Wiih! Puitis banget. Dan seorang Rades yang mengatakannya?
"Itu kata-kata yang pernah Najwa ucapin ke aku."
Pantes. Aku yakin tidak mungkin seorang Rades bisa ngomong gitu.
"Sejak kapan dia meninggal?" Tanyaku, duduk di sampingnya.
"Sejak 2 tahun yang lalu."
"Terus kenapa foto itu baru kamu pajang sejak 3 tahun yang lalu? Kenapa Randa dan Pak Ryo bilang itu fotoku, bukan Najwa?"
"Tidak ada seorangpun yang tahu tentang Najwa kecuali kamu sama ..... Radit."
"Radit?"
"Iya, Najwa itu mantannya Radit, aku kenal Najwa dari Radit. Dan karena itulah kami tidak pernah kelihatan akur sejak aku dekat dengan Najwa. Radit menganggap aku merebut Najwa dari dia padahal waktu itu mereka udah putus lebih dahulu."
Waduh, kok sama ya kayak ceritanya aku, Radit dan Rinta. Hmmm...
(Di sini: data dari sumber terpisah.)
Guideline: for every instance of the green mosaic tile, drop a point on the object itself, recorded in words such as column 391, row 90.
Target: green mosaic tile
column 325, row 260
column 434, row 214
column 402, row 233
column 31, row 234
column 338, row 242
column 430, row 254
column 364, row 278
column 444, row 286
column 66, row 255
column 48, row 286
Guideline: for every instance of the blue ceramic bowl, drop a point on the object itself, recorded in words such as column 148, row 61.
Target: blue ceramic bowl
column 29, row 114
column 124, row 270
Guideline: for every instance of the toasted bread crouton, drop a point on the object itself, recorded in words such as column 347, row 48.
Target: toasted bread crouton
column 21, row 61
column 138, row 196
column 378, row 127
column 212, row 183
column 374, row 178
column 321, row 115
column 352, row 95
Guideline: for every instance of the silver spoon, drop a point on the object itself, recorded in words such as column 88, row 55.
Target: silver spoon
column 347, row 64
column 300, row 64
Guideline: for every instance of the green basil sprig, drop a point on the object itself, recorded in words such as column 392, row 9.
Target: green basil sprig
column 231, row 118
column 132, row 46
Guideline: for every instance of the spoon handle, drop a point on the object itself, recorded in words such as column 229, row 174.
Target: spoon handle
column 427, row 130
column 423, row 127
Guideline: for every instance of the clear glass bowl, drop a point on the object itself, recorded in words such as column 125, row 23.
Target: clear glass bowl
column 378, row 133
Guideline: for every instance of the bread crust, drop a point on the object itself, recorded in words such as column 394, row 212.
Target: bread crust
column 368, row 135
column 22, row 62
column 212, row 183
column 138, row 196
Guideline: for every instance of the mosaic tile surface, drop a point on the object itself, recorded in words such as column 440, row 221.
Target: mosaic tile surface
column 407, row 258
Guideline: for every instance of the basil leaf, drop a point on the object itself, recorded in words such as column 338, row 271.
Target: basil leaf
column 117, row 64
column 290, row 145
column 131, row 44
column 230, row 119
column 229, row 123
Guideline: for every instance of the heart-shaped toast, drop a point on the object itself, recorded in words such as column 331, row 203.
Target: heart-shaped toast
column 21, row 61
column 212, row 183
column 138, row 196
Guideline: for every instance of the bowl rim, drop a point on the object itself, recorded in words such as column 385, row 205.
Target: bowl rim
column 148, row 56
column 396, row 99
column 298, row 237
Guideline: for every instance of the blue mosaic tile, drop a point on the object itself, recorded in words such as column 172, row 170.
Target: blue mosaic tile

Di sini, di danau keabadian, Rades melarutkan segala perasaannya. Tentang kerinduannya pada sosok Najwa yang telah meninggalkannya sendiri di dunia. Tentang kenangannya yang terasa masih sangat segar ia ceritakan hingga nanar matanya tak bisa dibendung, bagai sngai kecil yang mengaliri wajahnya. Tentang kematiannya yang sama sekali tak pernah Rades relakan. Seorang Rades menangis. Ia menangis, tepat di depan mataku.